The Weekly Digest (June 16, 2024)
Happy Father’s Day, Briones!
Here’s what you need to know about San Francisco politics this week and beyond:
City Hall
Monday, June 17 at 10am: Regular meeting of the Rules Committee (agenda here):
The numbered agenda items for this meeting are a series of ho-hum nominations to various committees. The real action is on page five, which lists legislation under the 30-day rule. This rule provides that when a proposed ordinance or resolution would create or revise major city policy, it shall not be considered until at least thirty days after the date of introduction. These items include:
240495: A proposed ballot measure to establish a new elected position: Director of the Department of Police Accountability. Currently, this individual is nominated by the mayor and confirmed by the supervisors, but the proposal would create an elected position along the lines of city attorney, district attorney, etc. We note a curious job requirement for the position, which is responsible for investigating complaints against officers and would presumably require some knowledge of policing: “this individual shall have never been a uniformed member or employee of the Police Department.”
240546: A charter amendment to modify the redistricting process for Board of Supervisors districts by creating an independent redistricting task force responsible for adopting supervisorial district boundaries. Our pals at ConnectedSF are calling foul on this one.
Thursday, June 20 at 10am: Special meeting of the Budget and Appropriations Committee (agenda here):
Item 2 — Hearing to consider the Mayor's proposed budget for fiscal years 2024-2025 and 2025-2026.
Action item
Join Stop Crime Action in calling for much-needed reforms to Proposition 47.
Happenings around town
Ingleside, Tuesday, June 18, 6-7pm
Southern District, Tuesday, June 18, 6-7pm
Central District, Thursday, June 20, 5-6pm
What we’re reading
Remember the Dolores Hill Bomb of July 2023? Depending on who you ask, this was either a “spectacle of danger,” an “underground flash mob,” and “battle of stunts” in which “hundreds of individuals illegally blocked streets and sidewalks on Dolores Street to enable skateboarders to ‘bomb’ and perform tricks down the steep incline … creat[ing] a substantial risk of harm to participants, pedestrians, and residents” (City Attorney David Chiu) or it was “an informal event … typically organized by high school students … an expression of San Francisco’s youth skateboarding culture and values … a way of reclaiming the urban landscape,resisting attempts to regulate it and to mold it into a mainstream sport” (class action plaintiffs). This week, a federal judge ruled that civil lawsuits by three minors who were arrested that night can go forward, potentially exposing the city to big-money damages. While the events of that day are in dispute, we noted while watching this interactive play-by-play on Mission Local’s website that (1) police barricaded Dolores Street between 3-4pm (pro tip: police barricades = a hint that one should not cross); (2) the first arrest occurred at 7:10pm, at which time the crowd started to throw objects, including glass bottles and fireworks, at officers; (3) police issued the first order to disperse at 7:15pm; and (4) at 7:35pm there were reports of gunshots and a group swarmed a Muni light-rail train, causing $70,000 in graffiti damage. The fact that teens were arrested at 8:30pm, over an hour after the police ordered the crowd to disperse and a participant spat at an officer, seems … not unreasonable? Worth noting: the district attorney didn’t bring charges against these kids, and they would have remained anonymous had their parents not chosen to seek compensation.

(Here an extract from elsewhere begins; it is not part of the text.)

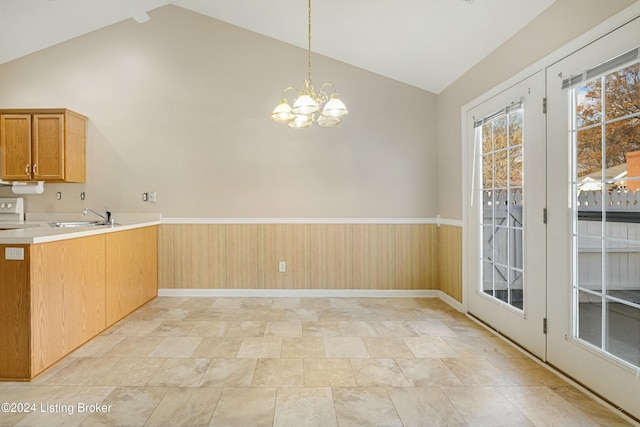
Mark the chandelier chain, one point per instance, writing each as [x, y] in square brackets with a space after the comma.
[309, 38]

Our favorite Nonprofit Truthteller Sanjana Friedman does it again with “Oakland Defund Movement is Starting to Look a Lot Like Fraud,” an investigation of Lateefah Simon, the Kamala Harris protege who is on track to win a House seat this November. This seems important: “Between 2016 and 2023, Simon leveraged her access to millions of funding dollars while president of the Akonadi Foundation, a Bay Area ‘racial justice grantmaking’ nonprofit … to funnel money to a small circle of activists, who seem to have taken hundreds of thousands of dollars in personal kick-backs while working to defund the Oakland Police Department (OPD) of $18 million.”